To follow up and extend this initial exciting result, Gudkov, Blagosklonny, Antoch, and their colleagues have investigated the effects of rapamycin on tumor incidence and longevity in p53-deficient mice. The results, appearing in two papers in this issue of Aging, confirm that the cancer preventative effects of rapamycin are significant and broad in scope [5,6]. The p53 tumor suppressor protects against an array of different tumors and p53-deficient mice succumb to lymphomas and many different types of sarcomas [7]. In the paper by Komarova et al. [5], mice heterozygous for a germline p53 null allele (p53+/−) that were continuously treated with rapamycin in the drinking water beginning at a young age (<5 months) had a mean lifespan of 480 days compared to that of the control group's 373 day mean lifespan (a 28% increase). Importantly, these rapamycin-treated mice developed only half as many tumors as the control mice, a dramatic and significant anti-cancer effect. They also show direct inhibition of mTOR kinase activity in several tissues of the rapamycin-treated mice, an indicator that the rapamycin effects continuously inhibit mTOR signaling. In their discussion, the authors acknowledge that the anti-cancer effects of rapamycin are likely to be indirect, but don't speculate further. However, because mTOR integrates signals from so many growth signaling pathways, intersects with so many key growth signal transducers (such as AKT, PI-3 kinase, and Ras), and drives so many cell growth outputs, it's easy to argue that reduction of mTOR activity by rapamycin acts as a major brake on transformation. The authors suggest that the dramatic effects of rapamycin on p53+/− mice could lead to use of this agent as a cancer preventative drug in Li-Fraumeni syndrome patients. Li-Fraumeni patients are analogous to p53+/− mice, as they carry germline p53 mutations and are highly cancer prone at a young age [8]. This may be a good place to start in considering patients for rapamycin in clinical trials, though some of the side effects of rapamycin in mice indicated above [3] certainly need further evaluation.

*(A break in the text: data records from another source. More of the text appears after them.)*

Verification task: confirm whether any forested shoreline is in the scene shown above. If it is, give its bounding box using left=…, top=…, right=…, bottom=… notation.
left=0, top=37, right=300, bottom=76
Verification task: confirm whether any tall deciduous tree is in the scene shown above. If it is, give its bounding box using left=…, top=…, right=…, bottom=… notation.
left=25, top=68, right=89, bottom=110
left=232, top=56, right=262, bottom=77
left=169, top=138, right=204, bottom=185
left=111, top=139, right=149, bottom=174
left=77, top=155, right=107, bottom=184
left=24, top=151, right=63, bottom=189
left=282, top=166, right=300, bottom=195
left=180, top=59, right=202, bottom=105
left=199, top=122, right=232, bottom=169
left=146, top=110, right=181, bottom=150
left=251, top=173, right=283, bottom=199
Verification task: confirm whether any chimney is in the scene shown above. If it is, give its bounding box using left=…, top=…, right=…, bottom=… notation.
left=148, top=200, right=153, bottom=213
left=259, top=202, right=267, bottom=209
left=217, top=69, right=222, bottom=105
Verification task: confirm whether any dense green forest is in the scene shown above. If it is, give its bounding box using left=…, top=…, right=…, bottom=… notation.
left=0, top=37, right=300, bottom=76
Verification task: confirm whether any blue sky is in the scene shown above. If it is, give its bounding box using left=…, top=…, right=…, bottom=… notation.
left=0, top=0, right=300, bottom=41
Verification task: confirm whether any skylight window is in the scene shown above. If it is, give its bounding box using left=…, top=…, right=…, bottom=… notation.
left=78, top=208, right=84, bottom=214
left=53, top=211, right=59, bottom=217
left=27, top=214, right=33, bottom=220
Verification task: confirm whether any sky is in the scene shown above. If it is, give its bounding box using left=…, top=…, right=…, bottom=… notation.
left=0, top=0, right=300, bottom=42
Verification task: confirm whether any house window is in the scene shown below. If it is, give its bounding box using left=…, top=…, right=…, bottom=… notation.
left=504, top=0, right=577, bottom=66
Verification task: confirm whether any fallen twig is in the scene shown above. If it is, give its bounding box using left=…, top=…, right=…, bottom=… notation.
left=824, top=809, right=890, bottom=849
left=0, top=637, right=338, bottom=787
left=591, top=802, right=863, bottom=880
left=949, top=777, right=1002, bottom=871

In the second paper by Comas et al. [6], the authors treat p53 null (p53−/−) mice with rapamycin from the age of 8 weeks. These mice are profoundly tumor prone and succumb to lymphomas by 4–6 months of age. In this paper, however, the bioavailability of the relatively insoluble rapamycin was enhanced by a novel rapamycin formulation called Rapatar that improved water solubility. The authors showed that blood rapamycin levels were significantly increased in animals treated with Rapatar compared to the standard form of rapamycin. As with the p53+/− mice, Rapatar treatment of the p53−/− mice resulted in significant longevity extension and delayed cancer formation relative to untreated p53−/− mice. Mean tumor latencies for the control p53−/− mice and the Rapatar-treated p53−/− were 161 and 261 days, respectively, a very significant effect. The authors argue that improvement of rapamycin bioavailabity through improved formulations is a necessity for clinical applications. They are uncertain whether the rapamycin effects are direct or indirect, but believe it to delay tumorigenesis by slowing aging. However, because the p53−/− mice are relatively young when they develop tumors, this interpretation seems less likely. Nevertheless, both papers represent exciting new advances that could lead us closer to pharmaceuticals that both enhance lifespan and delay cancer.